Cette "fracture", pour reprendre le mot d' un célèbre démagogue, trouve plusieurs explications concrètes :

- un inhibant déficit de connaissances et de vocabulaire dans des débats où les clercs monopolisent la parole, sûrs de leur pratique de la communication

- des moyens insuffisants pour s' engager dans la voie politique qui implique malgré tout des ressources personnelles et des frais hors de portée d' un travailleur modeste (sans parler du coût des jours de grève ou des amendes et sanctions aggravées par la peur du chômage)

-et, bien sûr, n' hésitons pas à le rappeler, la férocité d' un patronat particulièrement égoïste et obtus, s' appuyant sur une bourgeoisie conditionnée par la hantise des "Rouges".

Cet apartheid de fait, dont personne au demeurant ne se soucie dans les castes dominantes, remet d' actualité la condition ouvrière par la désocialisation que son mépris plus ou moins avoué engendre, surtout dans le ressenti de la jeunesse populaire.

Le mouvement social en France ne se prête pas, il est vrai, à une analyse rationnelle. Il n'est pas foncièrement ouvriériste. Ses "champions" sont souvent issus de la bourgeoisie intellectuelle. Son mérite a été sa capacité à convaincre et mobiliser, au moment opportun, les masses pauvres. Il n' est pas non plus unanimement révolutionnaire. "Anti", certes (antimilitariste, anticlérical, anticolonialiste, etc.) mais avec des variantes réformistes, possibilistes ou autres. Il est, quoi qu' il en soit, consubstantiel à une série de moments de l' histoire nationale contemporaine : la Seconde République, la Commune, le Front populaire, la Résistance, la Décolonisation.

Il n' est pas, au plan structurel, un pionnier. L' Angleterre, où la grande industrie a été plus précoce, l' a devancé en matière d' organisation syndicale. La pensée économique allemande a été plus productive dans le domaine théorique. Mais sa conscience de classe s' est imposée dès les "Trois Glorieuses" , en 1830.

Les Français, naturellement portés vers un individualisme anarchisant plutôt que vers le collectivisme marxiste, vers les barricades que la discipline militante, plus faits pour l' atelier artisanal que pour les chaînes de production abrutissantes évoquées par Chaplin, se sont d' abord montrés réticents aux méthodes paramilitaires que réclamaient les révolutionnaires professionnels ( le blanquisme notamment, dont s' est en partie inspiré le léninisme )
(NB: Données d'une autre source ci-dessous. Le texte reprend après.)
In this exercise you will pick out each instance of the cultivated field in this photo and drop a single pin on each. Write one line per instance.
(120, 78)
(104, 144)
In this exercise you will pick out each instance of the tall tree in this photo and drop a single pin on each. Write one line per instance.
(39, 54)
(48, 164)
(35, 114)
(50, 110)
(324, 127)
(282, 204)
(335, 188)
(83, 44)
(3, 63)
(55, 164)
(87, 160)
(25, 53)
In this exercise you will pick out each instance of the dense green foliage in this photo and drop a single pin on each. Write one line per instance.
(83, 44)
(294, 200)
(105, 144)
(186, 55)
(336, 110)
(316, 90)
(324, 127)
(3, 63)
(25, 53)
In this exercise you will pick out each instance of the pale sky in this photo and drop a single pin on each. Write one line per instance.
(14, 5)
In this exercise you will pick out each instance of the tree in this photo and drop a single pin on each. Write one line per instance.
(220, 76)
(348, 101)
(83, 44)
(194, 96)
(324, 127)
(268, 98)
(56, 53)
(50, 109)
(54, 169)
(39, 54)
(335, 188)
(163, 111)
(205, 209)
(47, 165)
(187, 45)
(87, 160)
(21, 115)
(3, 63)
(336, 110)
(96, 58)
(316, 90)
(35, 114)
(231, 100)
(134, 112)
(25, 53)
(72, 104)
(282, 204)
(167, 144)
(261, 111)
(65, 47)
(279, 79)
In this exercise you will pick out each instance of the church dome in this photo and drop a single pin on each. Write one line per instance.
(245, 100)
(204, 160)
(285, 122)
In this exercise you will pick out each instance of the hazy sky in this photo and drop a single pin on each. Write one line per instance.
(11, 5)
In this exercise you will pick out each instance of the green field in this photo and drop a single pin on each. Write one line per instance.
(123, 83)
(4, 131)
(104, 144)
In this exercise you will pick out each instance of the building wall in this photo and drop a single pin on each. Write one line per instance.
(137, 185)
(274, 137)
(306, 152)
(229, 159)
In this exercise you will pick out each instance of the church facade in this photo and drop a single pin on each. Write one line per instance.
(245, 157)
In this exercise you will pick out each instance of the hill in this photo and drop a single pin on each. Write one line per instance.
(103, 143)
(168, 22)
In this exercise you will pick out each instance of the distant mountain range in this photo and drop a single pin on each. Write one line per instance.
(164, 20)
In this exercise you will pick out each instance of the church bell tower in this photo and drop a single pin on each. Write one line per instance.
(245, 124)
De ce point de vue, l' avènement de la IIIème Internationale et la création d' un Parti communiste connecté aux avancées populaires dans le monde, ont réveillé les espérances d' un prolétariat assommé par les répressions de 1848 et 1871, puis saigné par la guerre de 14-18. Débordant l' horizon de jacqueries sans lendemain, la "classe dangereuse" s' est en majorité ralliée au projet bolchévik de conquête du pouvoir politique.